Ein weiteres Kapitel des Bandes – „Blogging: Format für einen interaktiven Online-Journalismus?” – überrascht mit einer gut gemeinten Darstellungsform, die jedoch gründlich scheitert. Gewählt wurde ein Dialog zwischen zwei offenbar eher jüngeren Personen, „Edith” und „Fritz”, die sich über Weblogs und deren Potenzial austauschen. Diese Form wird spätestens dann absurd, als „Edith” die Ergebnisse der ARD/ZDF-Langzeitstudie Massenkommunikation auswendig aufsagen kann oder Sätze mit Klammern spricht. Ein weniger origineller Aufsatz wäre dem an sich guten Überblick über das Verhältnis von Blogs und Journalismus angemessener gewesen.
Journalistische Standards – nur wo?
Christoph Fasel widmet sich in seinem Beitrag der Zukunft der Zeitschrift und nennt fünf Gründe, warum Magazine auch in 30 Jahren noch einen festen Platz im Medienset haben werden. Dabei betont er unter anderem die Stärke der Marke – ein Mantra, das man seit längerem aus allen Verlagshäusern kennt. Fasel vertraut auf die journalistischen Standards, die „das Internet” als nicht-journalistisches Medium nicht einhalte.
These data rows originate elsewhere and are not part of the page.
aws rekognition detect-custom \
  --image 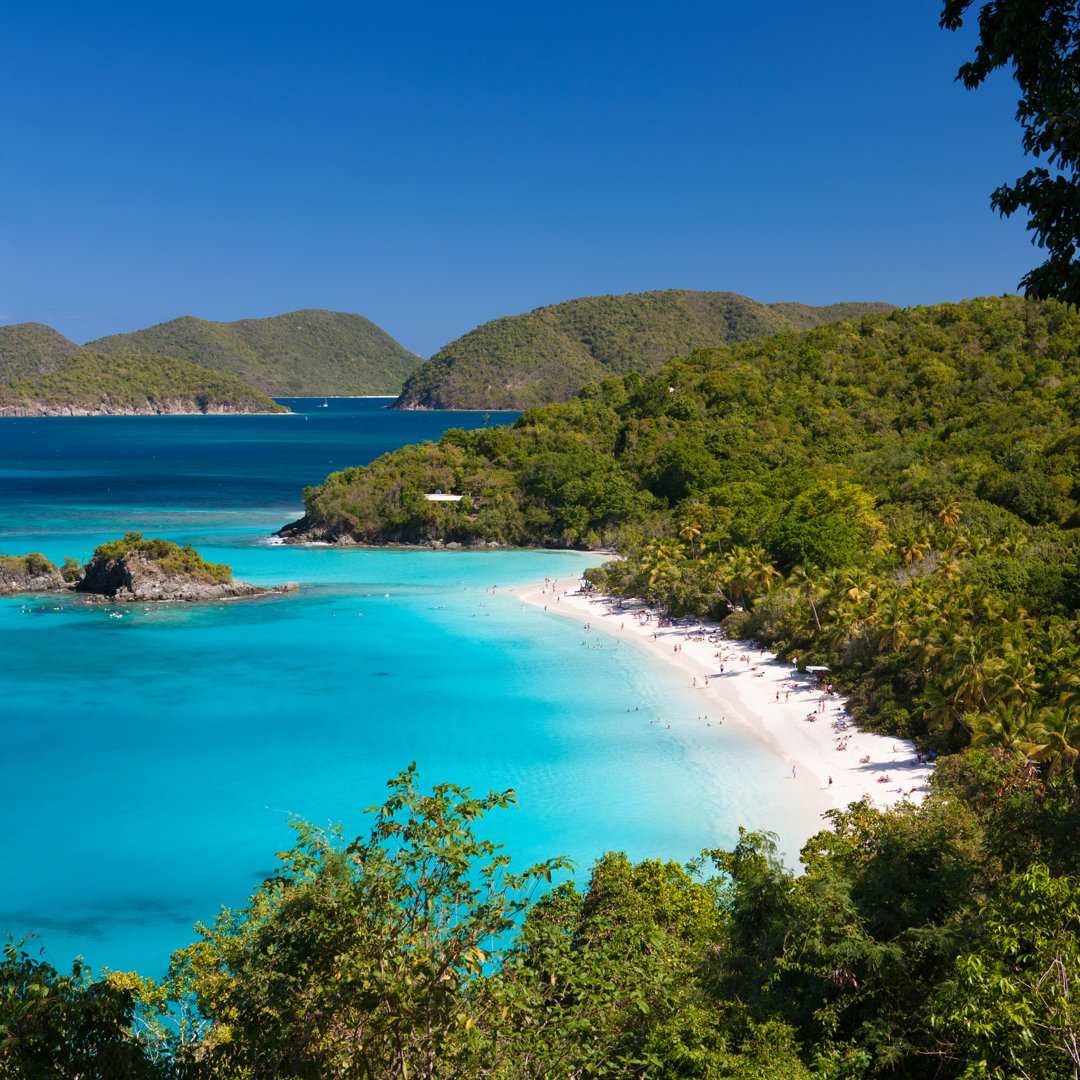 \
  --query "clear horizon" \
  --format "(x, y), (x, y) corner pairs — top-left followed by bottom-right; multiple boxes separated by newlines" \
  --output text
(0, 0), (1041, 356)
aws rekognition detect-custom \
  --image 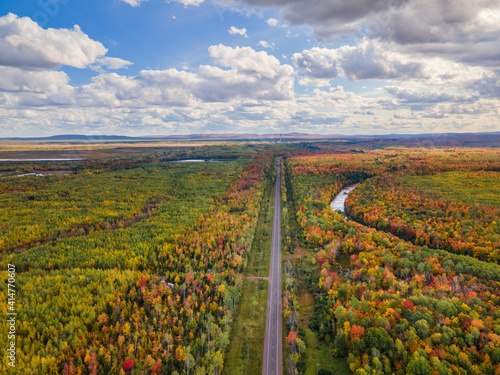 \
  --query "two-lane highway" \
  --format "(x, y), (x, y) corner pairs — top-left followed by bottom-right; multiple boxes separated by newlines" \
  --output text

Dort mische sich alles – „Gerüchte, Klatsch, Kolportage, Propaganda, Werbung, Fakes und Karikatur” – im „Rührteig des Netzes”. Der nachfolgende Beitrag von Sebastian Köhler (Universität Leipzig) wirkt da wie eine unfreiwillige Gegenrede – behandelt er doch unter dem Titel „Kriegs-Geschichten” vor allem die Schwächen aktueller Kriegs- und Krisenberichterstattung: Die „Presselenkung” genannte Manipulation der Journalisten durch die Kriegsparteien, intransparente, tendenziöse und auf „Story” gebrachte Informationsvermittlung; ein nicht wohlschmeckenderer Rührteig.
Lars Rosumek betrachtet schließlich das Zusammenspiel von Public Relations und Journalismus und prophezeit, dass die „Schlachten der Vergangenheit”, die um gegenseitige Abhängigkeit geführt wurden, in den Hintergrund treten werden – auch bedingt durch eine klarere Rollentrennung und Konzentration auf die ureigenen Aufgaben.
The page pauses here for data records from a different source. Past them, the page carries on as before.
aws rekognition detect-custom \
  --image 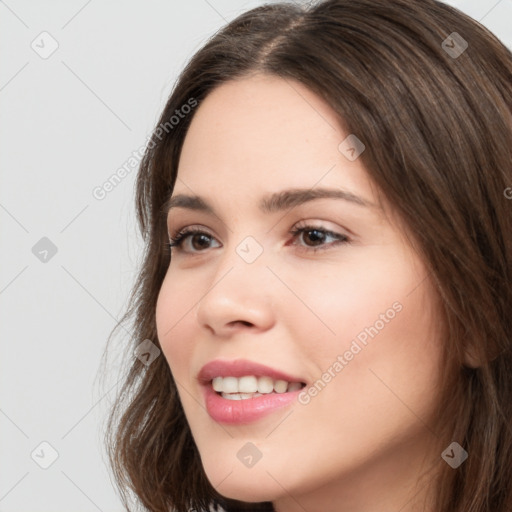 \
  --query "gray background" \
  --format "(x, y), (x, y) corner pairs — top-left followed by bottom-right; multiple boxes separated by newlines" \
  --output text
(0, 0), (512, 512)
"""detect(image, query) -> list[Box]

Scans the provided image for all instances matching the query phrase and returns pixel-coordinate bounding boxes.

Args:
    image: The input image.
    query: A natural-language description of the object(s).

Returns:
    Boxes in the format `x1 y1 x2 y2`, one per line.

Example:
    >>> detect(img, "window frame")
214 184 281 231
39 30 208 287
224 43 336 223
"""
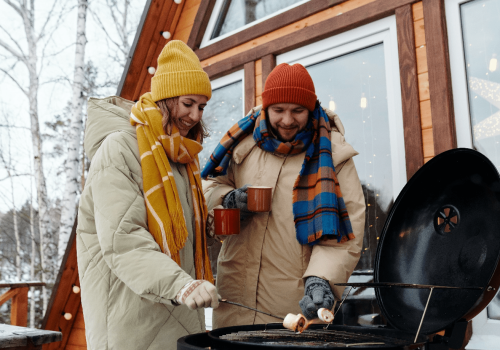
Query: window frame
276 15 407 199
445 0 500 349
200 0 311 49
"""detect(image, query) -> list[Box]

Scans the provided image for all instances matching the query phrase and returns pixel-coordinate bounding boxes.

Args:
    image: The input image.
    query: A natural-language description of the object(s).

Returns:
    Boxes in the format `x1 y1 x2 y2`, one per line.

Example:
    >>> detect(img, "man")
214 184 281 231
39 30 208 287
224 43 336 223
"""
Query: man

Und das ist wohl die Gemeinsamkeit aller Beiträge: Die Autoren sind sich einig, dass der professionelle Journalismus eine Zukunft hat, die in seiner Vergangenheit liegt; in der Rückbesinnung auf journalistische Tugenden und Standards, die in einer verschmelzenden, unübersichtlichen Medienwelt nicht überflüssiger, sondern gefragter als zuvor sein werden.